Some upset as foreign bodies forced together
A leaked survey shows significant dissatisfaction among former AusAID employees after the merger with the Department of Foreign Affairs and Trade (DFAT).
Just 33 per cent of former AusAID staff feel like they are “part of the team” in their new roles, something 70 per cent of their new DFAT colleagues say.
Over 4,000 staff responded to the survey, which was taken while the re-structure was underway, and ahead of anticipated cuts in the May budget.
The agencies were merged to synchronise the aims of the aid and foreign affairs programs, though AusAID staff reportedly consider it more of a “hostile takeover” by DFAT.
More than one-in-five ex-AusAID respondents said they were looking leave the agency within the next two years. Eleven per cent of those who had been at DFAT before the integration said the same.

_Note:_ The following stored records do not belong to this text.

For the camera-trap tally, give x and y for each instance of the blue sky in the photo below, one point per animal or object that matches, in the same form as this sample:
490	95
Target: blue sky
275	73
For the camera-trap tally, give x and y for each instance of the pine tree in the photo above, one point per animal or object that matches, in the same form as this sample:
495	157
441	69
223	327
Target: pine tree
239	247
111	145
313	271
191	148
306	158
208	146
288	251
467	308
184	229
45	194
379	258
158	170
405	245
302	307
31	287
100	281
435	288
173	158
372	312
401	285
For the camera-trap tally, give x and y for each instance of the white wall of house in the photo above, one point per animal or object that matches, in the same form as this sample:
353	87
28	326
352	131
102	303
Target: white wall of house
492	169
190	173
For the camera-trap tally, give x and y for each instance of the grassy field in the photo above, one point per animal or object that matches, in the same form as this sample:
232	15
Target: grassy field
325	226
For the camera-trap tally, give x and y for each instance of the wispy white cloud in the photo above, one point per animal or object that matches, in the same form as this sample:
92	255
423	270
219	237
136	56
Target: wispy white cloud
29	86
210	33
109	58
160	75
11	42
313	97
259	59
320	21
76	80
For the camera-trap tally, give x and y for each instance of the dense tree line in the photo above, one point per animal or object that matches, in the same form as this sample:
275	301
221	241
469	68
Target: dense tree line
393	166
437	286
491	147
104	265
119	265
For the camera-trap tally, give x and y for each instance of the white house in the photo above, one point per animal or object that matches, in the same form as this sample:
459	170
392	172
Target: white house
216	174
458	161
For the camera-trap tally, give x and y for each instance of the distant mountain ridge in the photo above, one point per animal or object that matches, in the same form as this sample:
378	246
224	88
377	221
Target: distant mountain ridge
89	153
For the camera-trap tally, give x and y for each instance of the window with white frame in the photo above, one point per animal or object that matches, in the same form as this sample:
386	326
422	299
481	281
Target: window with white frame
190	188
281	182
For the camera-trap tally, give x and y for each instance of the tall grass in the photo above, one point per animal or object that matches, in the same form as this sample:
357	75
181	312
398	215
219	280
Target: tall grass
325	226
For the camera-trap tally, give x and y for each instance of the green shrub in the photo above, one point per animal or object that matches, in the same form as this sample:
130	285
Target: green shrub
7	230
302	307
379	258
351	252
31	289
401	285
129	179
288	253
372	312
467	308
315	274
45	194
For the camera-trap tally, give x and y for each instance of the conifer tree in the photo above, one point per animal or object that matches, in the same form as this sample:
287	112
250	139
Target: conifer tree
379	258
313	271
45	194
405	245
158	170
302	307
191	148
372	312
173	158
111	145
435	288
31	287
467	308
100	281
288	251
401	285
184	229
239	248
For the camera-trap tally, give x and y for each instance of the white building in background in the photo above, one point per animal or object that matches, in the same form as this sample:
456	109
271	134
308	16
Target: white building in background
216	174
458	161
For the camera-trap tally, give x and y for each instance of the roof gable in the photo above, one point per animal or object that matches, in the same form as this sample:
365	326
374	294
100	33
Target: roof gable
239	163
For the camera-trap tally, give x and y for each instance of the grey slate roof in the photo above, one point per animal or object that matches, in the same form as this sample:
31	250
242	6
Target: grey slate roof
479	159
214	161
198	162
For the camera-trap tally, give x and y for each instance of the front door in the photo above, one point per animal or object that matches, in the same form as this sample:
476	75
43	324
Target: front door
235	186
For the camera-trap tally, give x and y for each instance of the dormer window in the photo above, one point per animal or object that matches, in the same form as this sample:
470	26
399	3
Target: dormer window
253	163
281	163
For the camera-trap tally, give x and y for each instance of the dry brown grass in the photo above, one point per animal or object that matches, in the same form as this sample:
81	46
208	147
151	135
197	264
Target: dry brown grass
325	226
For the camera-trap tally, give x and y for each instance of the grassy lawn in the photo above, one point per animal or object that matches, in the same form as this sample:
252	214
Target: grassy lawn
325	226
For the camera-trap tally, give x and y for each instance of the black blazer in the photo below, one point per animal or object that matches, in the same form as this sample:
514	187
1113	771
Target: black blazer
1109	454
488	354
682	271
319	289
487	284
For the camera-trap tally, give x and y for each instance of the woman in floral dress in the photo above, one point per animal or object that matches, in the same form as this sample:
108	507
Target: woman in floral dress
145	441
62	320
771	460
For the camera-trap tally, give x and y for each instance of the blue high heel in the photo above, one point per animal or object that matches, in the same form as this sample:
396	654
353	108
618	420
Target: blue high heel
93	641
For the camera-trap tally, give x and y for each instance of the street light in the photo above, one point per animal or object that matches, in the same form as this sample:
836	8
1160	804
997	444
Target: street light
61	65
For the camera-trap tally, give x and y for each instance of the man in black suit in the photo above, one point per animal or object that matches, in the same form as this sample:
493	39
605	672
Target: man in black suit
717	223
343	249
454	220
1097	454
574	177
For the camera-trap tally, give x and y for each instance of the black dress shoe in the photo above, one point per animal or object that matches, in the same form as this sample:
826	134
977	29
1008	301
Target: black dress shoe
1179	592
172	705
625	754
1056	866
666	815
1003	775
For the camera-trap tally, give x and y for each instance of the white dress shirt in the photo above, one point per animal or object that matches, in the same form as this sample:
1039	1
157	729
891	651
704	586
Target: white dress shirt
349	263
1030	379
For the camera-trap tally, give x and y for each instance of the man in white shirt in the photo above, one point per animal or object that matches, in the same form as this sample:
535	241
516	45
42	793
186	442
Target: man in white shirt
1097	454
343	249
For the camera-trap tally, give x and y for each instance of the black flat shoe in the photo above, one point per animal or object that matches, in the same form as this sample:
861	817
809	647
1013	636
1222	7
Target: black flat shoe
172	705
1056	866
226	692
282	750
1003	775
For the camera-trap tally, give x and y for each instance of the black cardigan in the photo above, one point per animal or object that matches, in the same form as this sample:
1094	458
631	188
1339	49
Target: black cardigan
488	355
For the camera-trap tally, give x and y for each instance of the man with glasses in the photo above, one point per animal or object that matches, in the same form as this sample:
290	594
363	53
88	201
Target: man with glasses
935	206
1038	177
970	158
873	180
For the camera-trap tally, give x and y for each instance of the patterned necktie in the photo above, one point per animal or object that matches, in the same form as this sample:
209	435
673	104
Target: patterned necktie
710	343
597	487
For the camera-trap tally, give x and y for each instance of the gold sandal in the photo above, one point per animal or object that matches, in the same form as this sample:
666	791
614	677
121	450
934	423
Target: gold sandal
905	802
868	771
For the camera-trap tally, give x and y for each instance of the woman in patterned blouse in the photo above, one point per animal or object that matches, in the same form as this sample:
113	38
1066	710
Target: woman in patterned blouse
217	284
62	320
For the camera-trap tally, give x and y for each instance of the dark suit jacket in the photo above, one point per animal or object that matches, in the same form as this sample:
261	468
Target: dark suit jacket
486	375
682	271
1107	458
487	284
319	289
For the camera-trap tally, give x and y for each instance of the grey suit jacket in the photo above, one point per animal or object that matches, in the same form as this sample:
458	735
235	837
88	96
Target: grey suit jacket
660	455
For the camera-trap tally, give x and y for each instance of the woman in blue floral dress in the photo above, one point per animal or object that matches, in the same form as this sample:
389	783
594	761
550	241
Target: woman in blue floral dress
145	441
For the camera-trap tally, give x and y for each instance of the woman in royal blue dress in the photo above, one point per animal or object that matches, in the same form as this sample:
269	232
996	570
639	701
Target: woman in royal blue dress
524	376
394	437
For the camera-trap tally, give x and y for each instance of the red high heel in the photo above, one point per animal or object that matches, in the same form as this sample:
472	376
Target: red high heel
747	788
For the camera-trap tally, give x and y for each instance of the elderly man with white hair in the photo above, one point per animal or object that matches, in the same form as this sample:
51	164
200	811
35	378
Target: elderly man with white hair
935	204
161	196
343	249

The leaked figures show a drop in the level of pride in working at DFAT – 7-out-of-10 staff in the reformed DFAT said they were proud of working there.
This has declined from the 2012 response, where 85 per cent of DFAT staff and 90 per cent of AusAID staff said they were proud to work for their respective employers.
The proportion who considered DFAT as “a good place to work” has dropped to 57 per cent from around 70 per cent two years ago.
DFAT Secretary Peter Varghese said the reduced satisfaction of ex-AusAID staff was something that needed to be addresses. In a note attached to the survey, he said he was committed to improve the department's efforts in keys areas of assistance.
Spokespeople for DFAT have said that it was a particularly tumultuous and stressful time when the survey was taken, and job satisfaction would likely be higher today.
DFAT has estimated about 200 staff will have to take voluntary redundancies by the end of this financial year, and reports say about 60 per cent of those redundancies so far have been former AusAID staff.